KOMİSYON KONUŞMASI

ATİLA SERTEL (İzmir) - Öncelikle bu TİGEM'in, teşekkülün zarardan kurtulması ve Sayın Genel Müdürün çok açıklıkla beyan ettiği geçmişten gelen ve faiz borcunu kapatmaya yönelik destek istemesinin, TİGEM'in de üretim içerisinde bulunmasından kaynaklanan ve Sayın Genel Müdürün verdiği cevaplarda "Tarım sektörünün en önemli girdilerinden olan sertifikalı tohum ve üstün vasıflı damızlık üretim maliyetleri düşürülerek piyasaya daha uygun fiyatlarla arz edilmesi sağlanacak, ülkemiz tarım sektörüne sunduğu hizmetlerde etkinliğin artırılması için duyulan altyapı yatırımları, öz kaynaklar finanse edilebilecek, serbest piyasa koşullarında gerçek kârlılığı belirlenerek sektör içerisinde performansı gerçekçi olarak ölçüşebilecek ve ülkemizde sertifikalı tohum ve damızlık piyasa fiyatlarının belirlenmesinde etkin rol üstlenecek." demesine rağmen bu öneri gündemden çıkarıldı. TİGEM'in söz bu konusu tarımsal destekleme ödemelerinden yararlanmasının uygun olmayacağına ilişkin konuda Ahmet Kaya arkadaşımızla beraber görüş belirttik; Sayın Mevlüt Bey de, Yasin Bey de sermaye artırımından söz ettiler. KİT Komisyonunun işi değil sermaye artırımı. Bu konuda yetkili bakanlıklar ve onlar sorumlu. Yani KİT Komisyonu bu konuda bir öneri getirir mi, getirmez mi? Getirebilir ama bu önerinin de bir hükmü yoktur çünkü bakanlıklar bunu uygun görür, görmez; o konuda yetki kendilerinindir. Ama -bir an önce- TİGEM'in geçmişte yaptığı zarar nedeniyle faiz sarmalına düşmesinin getirdiği zorluk ortadayken TİGEM'e niye oylarınızla destek vermediniz, niye izlemede bırakmadınız? Bunu anladım, bunu özellikle söylüyorum.

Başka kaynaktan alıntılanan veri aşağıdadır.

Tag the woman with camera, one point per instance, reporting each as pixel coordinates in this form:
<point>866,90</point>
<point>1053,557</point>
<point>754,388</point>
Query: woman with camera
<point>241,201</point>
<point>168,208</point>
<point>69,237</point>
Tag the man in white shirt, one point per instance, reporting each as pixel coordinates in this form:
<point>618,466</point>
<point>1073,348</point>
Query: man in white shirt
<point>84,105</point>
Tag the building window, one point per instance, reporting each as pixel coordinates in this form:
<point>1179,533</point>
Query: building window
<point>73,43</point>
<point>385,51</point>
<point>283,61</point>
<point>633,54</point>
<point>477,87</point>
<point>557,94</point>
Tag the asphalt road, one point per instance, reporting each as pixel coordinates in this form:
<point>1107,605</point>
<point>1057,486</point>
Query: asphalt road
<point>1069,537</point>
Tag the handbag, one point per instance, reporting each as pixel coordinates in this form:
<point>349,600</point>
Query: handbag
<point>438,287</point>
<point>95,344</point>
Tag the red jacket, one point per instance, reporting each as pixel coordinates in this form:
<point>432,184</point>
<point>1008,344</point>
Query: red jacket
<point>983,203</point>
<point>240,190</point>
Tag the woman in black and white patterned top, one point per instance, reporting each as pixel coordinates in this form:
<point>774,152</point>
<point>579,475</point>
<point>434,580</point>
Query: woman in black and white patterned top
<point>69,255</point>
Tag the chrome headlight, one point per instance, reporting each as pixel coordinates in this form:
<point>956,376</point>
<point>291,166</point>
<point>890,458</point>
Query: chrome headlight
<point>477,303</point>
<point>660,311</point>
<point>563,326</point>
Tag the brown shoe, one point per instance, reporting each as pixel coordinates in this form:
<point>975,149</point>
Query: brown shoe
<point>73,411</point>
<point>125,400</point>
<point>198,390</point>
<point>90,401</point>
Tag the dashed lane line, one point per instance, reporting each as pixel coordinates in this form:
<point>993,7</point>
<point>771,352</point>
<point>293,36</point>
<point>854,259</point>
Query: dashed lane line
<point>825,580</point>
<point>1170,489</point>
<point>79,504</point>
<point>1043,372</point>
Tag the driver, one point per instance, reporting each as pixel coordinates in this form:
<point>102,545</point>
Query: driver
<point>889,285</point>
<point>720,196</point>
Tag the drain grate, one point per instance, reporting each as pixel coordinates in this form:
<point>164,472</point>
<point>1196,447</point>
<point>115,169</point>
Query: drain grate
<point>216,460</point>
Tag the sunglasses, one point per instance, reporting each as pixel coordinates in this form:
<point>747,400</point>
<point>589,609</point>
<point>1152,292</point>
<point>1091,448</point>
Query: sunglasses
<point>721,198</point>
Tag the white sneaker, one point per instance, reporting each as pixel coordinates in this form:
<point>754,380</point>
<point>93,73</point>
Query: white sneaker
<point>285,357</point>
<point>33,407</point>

Şimdi, Sayın Genel Müdürün çabaları ve uğraşıları noktasında, son dönemde TİGEM'in çıkışlarındaki zararların önlenmesine yönelik faaliyetlerinde şahsen beni ve arkadaşlarımı memnun ettiğini ve KİT'lerin aslında çok kâr etmese de üreticiye destek veren, ülkeye yararlı işler yapan ama bunları yaparken de har vurup harman savurmayan bir yapı içerisinde olması da çok önemli. Ama "Kaynağı nereye harcayacağız, kaynağı nereye yönelteceğiz?" noktasında bu ülkede yaşanan sıkıntılar var. Birine 10 milyonluk makam arabası da verebiliyorsunuz bu ülkede, TİGEM gibi bir kuruluşa böyle kredi desteğini verip "Gel kardeşim, sen faizden kurtul." demiyoruz; böyle bir ülkeyiz biz. Bunu anlamak mümkün değil. Yani kaynaklar nasıl değerlendiriliyor, nasıl çarçur ediliyor? Bu ülkede hep beraber yaşıyoruz ama beni asıl üzen, arkadaşlarımı asıl üzen durum şudur: Biz KİT'lerde, komisyonlarda özellikle eleştirilerimizi yaparken bile "Yapıcı olsun ve daha iyiye nasıl gider?" diye düşünen, okuyan, araştıran insanlarız ve o noktada da beraber yaşadığımız bu ülkemizde "Eleştirilerimize de acaba nasıl katkı koyarız?" onu da düşünüyoruz. Ama bizim hazmedemediğimiz tek nokta şudur: Çarçur, israf, KİT'i yönetiyormuş gibi yapıp cebini dolduran insanlar falan olduğu zaman, tabii, insan hâliyle sert eleştiriler de yöneltebiliyor. Ben size gerçekten teşekkür ediyorum Sayın Genel Müdürüm. Başında da söylemiştim, kadınların elinin değdiği kurumların çoğalmasını temenni ediyorum.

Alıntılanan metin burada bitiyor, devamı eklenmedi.